I'm trying to run LightGBM with 5-fold cross-validation to predict the first 123 PCs of a plasma metabolite principal component analysis. I'd like to get the R-squared for the best iteration for each outcome, but can't find a direct way to extract it.
As a work-around, I calculated R-squared as the mean squared error divided by the variation in y, but I'm unsure if this is an appropriate way to do so. Is the MSE reflective only of the model fit on the held out fold or the entire dataset? If it's only for the held-out fold, then variation in y calculated using the entire dataset seems inappropriate to use. Thanks!
##############
#Loop for 5-fold Cross Validation of plasma metabolite PCs LightGBM
#extract the MSE to calculate R-squared
#Overall Model
#create needed datasets and lists
dat_x =as.matrix(plasma_pca_pred[, 124:ncol(plasma_pca_pred)])
mse.cv <- NULL
r_sq.cv <- NULL
#running in a loop for each included plasma PC
for (i in 1:123) {
#subset data to metabolite for testing & all predictors
dat_y.i = as.numeric(plasma_pca_pred[,i])

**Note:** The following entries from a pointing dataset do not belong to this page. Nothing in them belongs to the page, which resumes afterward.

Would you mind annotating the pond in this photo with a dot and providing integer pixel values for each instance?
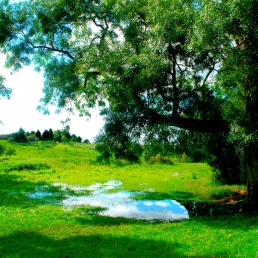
(115, 203)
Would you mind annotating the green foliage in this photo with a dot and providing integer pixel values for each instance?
(189, 64)
(159, 159)
(6, 152)
(32, 138)
(185, 159)
(26, 166)
(19, 137)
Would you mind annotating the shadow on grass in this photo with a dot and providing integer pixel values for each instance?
(31, 244)
(176, 195)
(13, 192)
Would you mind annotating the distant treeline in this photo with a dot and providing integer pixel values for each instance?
(63, 136)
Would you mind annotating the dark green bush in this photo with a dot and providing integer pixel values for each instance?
(159, 159)
(26, 166)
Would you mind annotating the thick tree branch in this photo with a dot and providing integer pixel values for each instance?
(52, 48)
(187, 123)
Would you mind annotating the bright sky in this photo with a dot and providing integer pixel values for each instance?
(20, 111)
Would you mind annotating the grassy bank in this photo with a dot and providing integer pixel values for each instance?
(35, 229)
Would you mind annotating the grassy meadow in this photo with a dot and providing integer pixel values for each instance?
(33, 228)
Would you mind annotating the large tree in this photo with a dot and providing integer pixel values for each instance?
(189, 64)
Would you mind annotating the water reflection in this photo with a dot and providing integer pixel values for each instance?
(116, 204)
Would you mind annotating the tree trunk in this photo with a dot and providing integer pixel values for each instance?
(251, 170)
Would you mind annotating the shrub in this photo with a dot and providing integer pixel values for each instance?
(161, 160)
(6, 153)
(32, 138)
(185, 158)
(27, 166)
(19, 136)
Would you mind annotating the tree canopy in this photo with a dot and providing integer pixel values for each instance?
(188, 63)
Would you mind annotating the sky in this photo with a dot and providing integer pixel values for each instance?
(20, 110)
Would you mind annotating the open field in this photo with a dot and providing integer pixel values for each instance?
(33, 228)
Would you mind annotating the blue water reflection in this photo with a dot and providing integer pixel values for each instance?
(121, 203)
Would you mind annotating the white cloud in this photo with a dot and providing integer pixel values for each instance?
(20, 110)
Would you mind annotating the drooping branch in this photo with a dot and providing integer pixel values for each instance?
(54, 49)
(186, 123)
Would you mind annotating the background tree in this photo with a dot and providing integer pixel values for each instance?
(189, 64)
(38, 134)
(19, 136)
(6, 152)
(45, 135)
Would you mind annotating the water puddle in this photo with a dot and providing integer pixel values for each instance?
(115, 204)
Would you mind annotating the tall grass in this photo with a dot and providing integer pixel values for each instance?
(32, 228)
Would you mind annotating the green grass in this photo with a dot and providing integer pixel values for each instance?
(32, 228)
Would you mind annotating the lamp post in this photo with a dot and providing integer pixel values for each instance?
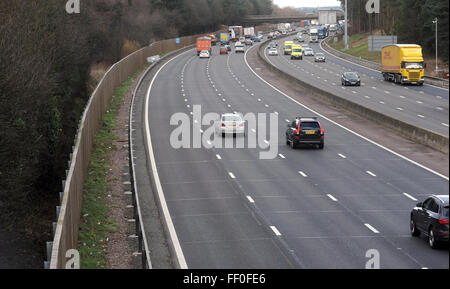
(435, 21)
(346, 26)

dat.i = lgb.Dataset(dat_x, label = dat_y.i)
light_gbn.cv <- lgb.cv(
params = list(
objective = "regression",
metric = "l2",
max_depth = 5,
num_leaves =25,
min_data_in_leaf=15,
num_iterations = 200,
early_stopping_rounds=100,
learning_rate = .005,
feature_fraction = .2,
bagging_fraction = 0.8,
bagging_freq=1,
num_threads=2,
verbosity=-1),
data=dat.i,
nfold=5L)
mse.cv[i] <- light_gbn.cv$best_score #MSE
r_sq.cv[i] <- 1 - mse.cv[i]/var(dat_y.i) #r-squared
}
r_sq.cv